Un horror inmenso y, acaso, algo de terror, de pavor, de miedo incoercible, ahogaron su disposición a la muerte. Probó entonces a mover brazos y piernas. Vio que podía hacerlo.
Se incorporó.
Se puso en pie.
Corrió.
Corrió a lo largo de los cerros que separaban la hondonada y el camino y que bajaban hacia el valle. El dolor del pecho lo fatigó pronto; se lo aumentaba la postura de los brazos, atados a la espalda y convertidos así en obstáculo de la carrera. Tropezaba; perdía cada diez pasos el equilibrio; estaba a punto de caer. Cien metros habría avanzado apenas cuando el silbo de las balas le anunció que lo perseguían. Se tornó un instante para ver: seis o siete soldados corrían como para alcanzarlo, aunque todavía muy lejos. Reanudó la fuga; seguían disparándole.
Así avanzó unos cuantos segundos más. Lo acosaban las balas. Llegó a un sitio donde se abría, entre cerro y cerro, una senda; para protegerse de los proyectiles se metió por allí. La senda lo condujo, a poco, hasta el borde de un pequeño precipicio, tan inesperado, que las copas de los árboles de abajo, salientes y vistas a distancia, le habían parecido al pronto hierbajos y matas que brotaban del suelo. Se echó a tierra para no precipitarse por el derrumbadero. Se levantó de nuevo, y jadeante, casi exhausto, volvió a correr, ahora bordeando el precipicio y subiendo en seguida por el recuesto que llevaba, pasos más lejos, a la otra vertiente de la altura. Por de pronto, los soldados, que no lo veían, no le podían disparar.

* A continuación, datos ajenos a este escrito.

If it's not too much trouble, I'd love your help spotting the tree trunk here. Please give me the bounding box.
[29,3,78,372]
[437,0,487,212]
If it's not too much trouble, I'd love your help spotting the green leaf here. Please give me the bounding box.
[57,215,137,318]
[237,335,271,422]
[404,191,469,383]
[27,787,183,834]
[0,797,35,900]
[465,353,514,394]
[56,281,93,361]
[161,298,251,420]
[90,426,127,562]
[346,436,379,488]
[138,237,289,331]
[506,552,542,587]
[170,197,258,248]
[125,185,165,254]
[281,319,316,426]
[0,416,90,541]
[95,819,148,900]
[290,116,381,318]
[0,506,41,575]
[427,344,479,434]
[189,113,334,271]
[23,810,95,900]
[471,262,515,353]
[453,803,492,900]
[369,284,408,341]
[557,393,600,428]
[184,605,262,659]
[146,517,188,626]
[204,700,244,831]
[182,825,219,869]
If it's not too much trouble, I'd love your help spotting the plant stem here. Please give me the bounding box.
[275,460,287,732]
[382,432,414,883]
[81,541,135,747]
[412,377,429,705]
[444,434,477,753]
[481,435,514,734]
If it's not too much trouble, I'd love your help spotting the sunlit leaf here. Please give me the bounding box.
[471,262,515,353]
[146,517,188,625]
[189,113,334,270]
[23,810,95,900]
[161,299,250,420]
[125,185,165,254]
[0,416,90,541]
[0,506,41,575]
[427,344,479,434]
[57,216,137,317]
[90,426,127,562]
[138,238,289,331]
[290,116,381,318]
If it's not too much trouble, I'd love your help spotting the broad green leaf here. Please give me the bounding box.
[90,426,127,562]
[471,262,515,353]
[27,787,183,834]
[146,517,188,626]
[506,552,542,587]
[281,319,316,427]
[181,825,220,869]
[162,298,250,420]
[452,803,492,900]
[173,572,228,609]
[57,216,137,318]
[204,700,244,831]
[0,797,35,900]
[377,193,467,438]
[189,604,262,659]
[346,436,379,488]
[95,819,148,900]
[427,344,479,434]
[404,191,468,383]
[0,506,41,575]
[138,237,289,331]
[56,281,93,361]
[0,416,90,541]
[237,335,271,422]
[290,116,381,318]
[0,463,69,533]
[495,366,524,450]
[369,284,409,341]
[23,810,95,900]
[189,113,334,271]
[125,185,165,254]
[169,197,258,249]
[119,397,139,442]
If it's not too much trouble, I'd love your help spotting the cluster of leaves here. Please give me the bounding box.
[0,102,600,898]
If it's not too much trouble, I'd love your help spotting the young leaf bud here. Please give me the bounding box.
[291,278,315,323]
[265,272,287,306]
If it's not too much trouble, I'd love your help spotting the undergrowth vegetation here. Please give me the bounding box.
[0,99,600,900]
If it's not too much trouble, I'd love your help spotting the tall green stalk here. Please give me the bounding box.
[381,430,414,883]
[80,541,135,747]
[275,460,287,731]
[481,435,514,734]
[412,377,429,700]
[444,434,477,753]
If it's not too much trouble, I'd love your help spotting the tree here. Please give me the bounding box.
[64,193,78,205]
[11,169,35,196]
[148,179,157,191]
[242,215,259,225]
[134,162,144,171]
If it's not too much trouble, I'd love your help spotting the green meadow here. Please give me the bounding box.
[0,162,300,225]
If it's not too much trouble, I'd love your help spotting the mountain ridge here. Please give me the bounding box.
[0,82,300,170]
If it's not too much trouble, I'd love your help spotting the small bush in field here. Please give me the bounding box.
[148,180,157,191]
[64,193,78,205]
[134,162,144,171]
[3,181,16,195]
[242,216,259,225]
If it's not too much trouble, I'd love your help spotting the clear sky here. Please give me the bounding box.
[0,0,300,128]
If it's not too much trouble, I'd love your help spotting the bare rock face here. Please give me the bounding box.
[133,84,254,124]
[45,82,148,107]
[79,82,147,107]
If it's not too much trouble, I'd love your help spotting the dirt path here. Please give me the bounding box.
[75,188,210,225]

Ya en la otra vertiente avanzó cincuenta o sesenta metros, en declive casi paralelo al de poco antes, declive que terminó pronto en un sitio donde la ladera del cerro, en violenta arruga se despeñaba como cauce de arroyo seco. Axkaná se detuvo. Sólo se le ofrecían dos caminos: o bajar por allí, o esconderse entre las peñas. Si lo primero, los soldados lo alcanzarían antes de unos minutos; si lo segundo, lo encontrarían en cinco o seis. Volvió la vista en torno. A su izquierda, a cincuenta pasos, sobresalían apenas, rozando casi el borde, del talud, los árboles del precipicio. Aquello lo iluminó: sacudió la cabeza entre las rodillas para hacer que cayese su sombrero al suelo y, acto seguido, sin vacilar, corrió en dirección del precipicio y brincó con tal furia que no parecía querer salvarse, sino suicidarse, acabar de una vez.